Che per ora vive come lei, respira come lei, sogna come lei, cammina come lei, va in pizzeria e al cinema come lei, ama come lei.
È un atroce paradosso. Continuare a vivere perché un altro muore, morire perché un altro possa vivere. Eppure, questa è una storia che lo dimostra. Con dolore, ma anche tanta speranza.
Il 15 luglio del 2018 Fabio è a Levanzo, la più piccola delle isole Egadi. Sceglie sempre il mare per le sue vacanze. Io non sono con lui. Vorrei tanto, ma non posso. Arriva un momento, nella vita di una madre, in cui si deve fare un passo indietro, sciogliere i nodi legati nell’infanzia e liberare il figlio, la figlia, da quel legame. Lasciarlo volare via, come un uccellino vissuto in gabbia che vede aprirsi le sbarre. E limitarsi a osservarlo da lontano, questo figlio, questa figlia, che vola, seguendolo con lo sguardo e un batticuore che non rallenterà mai.
A 20 anni, Fabio sa già come volare da solo.
«Al mio rientro, ti porto a mangiare in quel ristorantino che hanno aperto da poco in centro». Ha lo zaino in spalla e un mini trolley lo aspetta all’ingresso. Mi schiocca un bacio sulla guancia. «Promesso».

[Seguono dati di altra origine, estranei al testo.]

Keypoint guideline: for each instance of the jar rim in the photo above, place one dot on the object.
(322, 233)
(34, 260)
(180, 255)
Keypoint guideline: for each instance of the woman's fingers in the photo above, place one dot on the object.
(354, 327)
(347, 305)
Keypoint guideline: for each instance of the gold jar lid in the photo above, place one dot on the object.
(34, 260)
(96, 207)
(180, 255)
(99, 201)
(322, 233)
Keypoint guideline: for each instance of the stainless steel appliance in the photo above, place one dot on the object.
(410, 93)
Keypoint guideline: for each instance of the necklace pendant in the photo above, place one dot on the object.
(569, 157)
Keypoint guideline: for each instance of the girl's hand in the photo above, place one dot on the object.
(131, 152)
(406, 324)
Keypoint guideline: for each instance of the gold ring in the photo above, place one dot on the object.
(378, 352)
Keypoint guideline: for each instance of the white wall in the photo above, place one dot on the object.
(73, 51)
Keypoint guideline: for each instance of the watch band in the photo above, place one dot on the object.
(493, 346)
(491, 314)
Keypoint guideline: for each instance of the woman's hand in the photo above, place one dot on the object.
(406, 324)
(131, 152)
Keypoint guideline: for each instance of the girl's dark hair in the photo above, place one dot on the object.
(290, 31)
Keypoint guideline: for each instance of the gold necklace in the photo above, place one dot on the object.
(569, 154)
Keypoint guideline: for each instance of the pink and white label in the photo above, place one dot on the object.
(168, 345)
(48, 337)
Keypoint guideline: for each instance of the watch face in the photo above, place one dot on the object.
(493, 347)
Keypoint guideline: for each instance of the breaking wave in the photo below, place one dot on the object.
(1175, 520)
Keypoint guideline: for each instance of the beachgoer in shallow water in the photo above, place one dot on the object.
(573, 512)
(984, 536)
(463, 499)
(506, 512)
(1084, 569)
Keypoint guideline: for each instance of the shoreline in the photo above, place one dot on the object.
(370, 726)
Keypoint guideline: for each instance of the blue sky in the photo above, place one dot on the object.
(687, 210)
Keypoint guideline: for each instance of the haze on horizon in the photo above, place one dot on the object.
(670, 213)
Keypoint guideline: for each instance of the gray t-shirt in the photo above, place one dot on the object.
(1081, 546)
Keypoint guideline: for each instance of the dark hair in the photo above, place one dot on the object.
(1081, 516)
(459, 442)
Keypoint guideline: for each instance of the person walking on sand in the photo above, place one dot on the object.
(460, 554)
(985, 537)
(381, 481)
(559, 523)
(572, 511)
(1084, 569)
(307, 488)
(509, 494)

Un messaggino al mattino e uno alla sera, è l’unica cosa che gli chiedo per non farmi salire l’ansia. So che Fabio è un ragazzo molto responsabile, ma questo non mi basta e ho bisogno di sapere che sta bene per potermi addormentare tranquilla, la sera, così lontana da lui. È via da tre giorni, quando ricevo quella telefonata. Al mattino, il messaggino di Fabio è arrivato puntuale alle 8:30 a dirmi: ”Giorno, ma’. Anche oggi, giornata super spettacolare qui. Il cielo e il mare sono una cosa sola”.
Poi due cuoricini e una faccina che ride.
“Pensa un po’, qui invece piove. Divertiti, tesoro mio” è la mia risposta.
Passo la mattina al lavoro, tra scartoffie e numeri da sommare, moltiplicare, sottrarre all’ufficio di assistenza fiscale che mi ha assunta quando Fabio non aveva neanche due anni. È una giornata nuvolosa e uggiosa, umida e di un caldo quasi insopportabile. Trascorro la pausa pranzo con Gianna, la mia collega. Con lei, mangio un’insalata e un panino al prosciutto nel bar accanto all’ufficio. Parliamo di cose che pesano e di cose che fanno ridere, della malattia di sua madre e dell’ultima puntata di Uomini&donne, della scuola di sua figlia e dell’ultimo 30 e lode di Fabio, della suocera che non sopporta e della mia non pervenuta vita sentimentale, della cellulite e della nuova cartoleria giù in piazza, dell’ultimo romanzo di Nicholas Sparks e della regina Elisabetta.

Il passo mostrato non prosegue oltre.